Arapça kökenli bir kelime olan siyâset, “at eğitimi” mânâsına gelmektedir. TDK sözlüğü, siyâset kavramını “devlet işlerini düzenleme ve yürütme sanatıyla ilgili özel görüş veya anlayış” biçiminde tanımlamaktadır. Peki, at niçin eğitilir? Atın eğitilmesinin temel nedenleri onun savaş meydanlarındaki harp gücünden yararlanmak, yük taşımada hizmet görmesini sağlamak; yarış, cirit, çit atlama ve av sporlarında kullanılması ve bünyesindeki enerjisinden etkili bir biçimde yararlanılabilinmesidir. Bunun için at yulara, eğere, geme, semere vb. denetim araçlarına alıştırılır ve binicisinin emri altında hareket etmeye hazır hâle getirilir. Kelime, artık günümüzde bu mânâsıyla kullanılmamaktadır. Ancak siyâsetin tabiatında “eğitim” işlevinin olduğu da unutulmamalıdır.

Siyâset kavramını açıklamışken onun yerine çokça ikame edilen “politika” kavramından da bahsedelim. Bu kavramın sözlük anlamı “devlet işlerini düzenleme ve yürütme sanatı” olarak verilmektedir. Bu tanımıyla politika, siyâseti uygulamaya koyma aracı gibi anlaşılmaktadır.

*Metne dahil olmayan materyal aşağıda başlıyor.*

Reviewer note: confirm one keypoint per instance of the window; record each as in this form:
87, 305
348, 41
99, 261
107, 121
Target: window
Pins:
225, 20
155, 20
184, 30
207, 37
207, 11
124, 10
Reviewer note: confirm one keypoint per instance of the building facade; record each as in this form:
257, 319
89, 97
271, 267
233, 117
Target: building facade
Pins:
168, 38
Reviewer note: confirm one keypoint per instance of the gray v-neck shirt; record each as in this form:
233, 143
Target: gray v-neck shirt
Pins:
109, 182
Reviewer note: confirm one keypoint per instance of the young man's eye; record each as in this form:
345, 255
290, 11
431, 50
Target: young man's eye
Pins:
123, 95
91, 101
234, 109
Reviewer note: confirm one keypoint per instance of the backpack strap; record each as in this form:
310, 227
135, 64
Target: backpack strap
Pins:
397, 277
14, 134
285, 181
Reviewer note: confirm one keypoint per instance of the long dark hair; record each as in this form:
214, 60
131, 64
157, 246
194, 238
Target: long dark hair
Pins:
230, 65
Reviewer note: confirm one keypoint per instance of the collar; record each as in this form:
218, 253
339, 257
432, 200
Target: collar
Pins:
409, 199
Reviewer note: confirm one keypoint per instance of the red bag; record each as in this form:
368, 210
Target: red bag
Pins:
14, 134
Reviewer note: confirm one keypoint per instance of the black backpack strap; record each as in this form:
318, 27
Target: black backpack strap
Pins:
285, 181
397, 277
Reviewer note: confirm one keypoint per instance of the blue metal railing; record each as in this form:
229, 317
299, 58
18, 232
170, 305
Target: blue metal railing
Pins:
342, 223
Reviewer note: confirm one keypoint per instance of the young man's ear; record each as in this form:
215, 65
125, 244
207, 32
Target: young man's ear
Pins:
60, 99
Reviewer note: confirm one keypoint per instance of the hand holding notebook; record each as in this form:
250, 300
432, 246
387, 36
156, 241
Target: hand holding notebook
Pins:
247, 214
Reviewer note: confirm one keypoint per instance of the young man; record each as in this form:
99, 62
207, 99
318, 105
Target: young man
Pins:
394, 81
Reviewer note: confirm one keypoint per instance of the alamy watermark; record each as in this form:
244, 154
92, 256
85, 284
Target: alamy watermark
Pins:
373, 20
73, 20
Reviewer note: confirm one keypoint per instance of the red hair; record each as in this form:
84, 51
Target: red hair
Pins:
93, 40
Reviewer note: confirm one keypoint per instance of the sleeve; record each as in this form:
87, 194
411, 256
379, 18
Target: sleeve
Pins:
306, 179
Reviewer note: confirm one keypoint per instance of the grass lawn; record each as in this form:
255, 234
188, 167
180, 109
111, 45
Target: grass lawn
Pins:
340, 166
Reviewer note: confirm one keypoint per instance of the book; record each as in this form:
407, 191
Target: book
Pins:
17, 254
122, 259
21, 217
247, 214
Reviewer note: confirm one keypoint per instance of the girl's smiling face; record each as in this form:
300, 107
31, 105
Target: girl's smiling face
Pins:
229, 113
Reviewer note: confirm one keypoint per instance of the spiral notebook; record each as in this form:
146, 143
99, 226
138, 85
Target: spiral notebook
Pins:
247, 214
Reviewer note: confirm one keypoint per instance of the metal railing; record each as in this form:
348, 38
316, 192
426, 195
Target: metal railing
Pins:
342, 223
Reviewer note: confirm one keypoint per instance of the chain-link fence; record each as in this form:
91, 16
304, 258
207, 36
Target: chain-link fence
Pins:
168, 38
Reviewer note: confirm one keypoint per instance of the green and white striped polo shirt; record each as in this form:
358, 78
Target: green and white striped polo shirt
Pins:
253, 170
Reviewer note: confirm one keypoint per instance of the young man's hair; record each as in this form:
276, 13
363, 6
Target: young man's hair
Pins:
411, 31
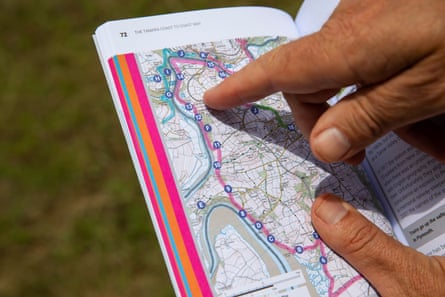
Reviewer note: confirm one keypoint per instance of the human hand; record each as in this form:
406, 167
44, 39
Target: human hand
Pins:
393, 269
393, 50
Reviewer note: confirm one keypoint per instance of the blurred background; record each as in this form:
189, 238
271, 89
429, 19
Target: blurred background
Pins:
73, 221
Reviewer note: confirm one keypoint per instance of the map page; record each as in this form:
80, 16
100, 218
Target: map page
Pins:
230, 192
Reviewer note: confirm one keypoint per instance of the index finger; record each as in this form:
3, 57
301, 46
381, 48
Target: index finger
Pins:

Üç yüz yıla yakındır millî eğitim sisteminde tahakkuk ettirilen politikaların tezâhürlerinin başarılı ve kaliteli olup olmadığını, ülkemizin dünya genelindeki saygın bilim insanı, müteşebbis, teknokrat1, yazar, şâir, sanatçı, sporcu, müzisyen sayıları ve keyfiyeti ile yine ülkemizin sâhip olduğu patentlerin, rekâbet edebilir malların, buluşların ve ülkemize gelen beyin göçü ile ilgili veri havuzunun netîcesini incelediğimiz zaman elimize geçen sonuç nedir? İki yüz yıllık modernleşme çabalarına rağmen Batı ile arasındaki makası kapatamamış ve kendi maddî-mânevî potansiyelini hebâ eden, muhtevâsız politikalar yığını ile setrelenmiş bir ülkeye tesâdüf ediyoruz.

Aslında olup biten oldukça açıktır: Türkiye’de başta siyâset olmak üzere neredeyse her alanda ilkesizliği ilkeleştiren bir oyun oynanmaktadır. Sahne karmakarışıktır. Belirsizlik ve muhtevâsızlık hat safhadadır. Bir vakitler varoluşçu filozof Karl Jaspers’in dediği gibi, “Sanki yer, ayaklarımızın altında kaymaktadır.” Ne oluyor? Nedir içine düşülen bu hâl acaba? Hâl çareleri nedir? Neden çözüme kavuşulamıyor?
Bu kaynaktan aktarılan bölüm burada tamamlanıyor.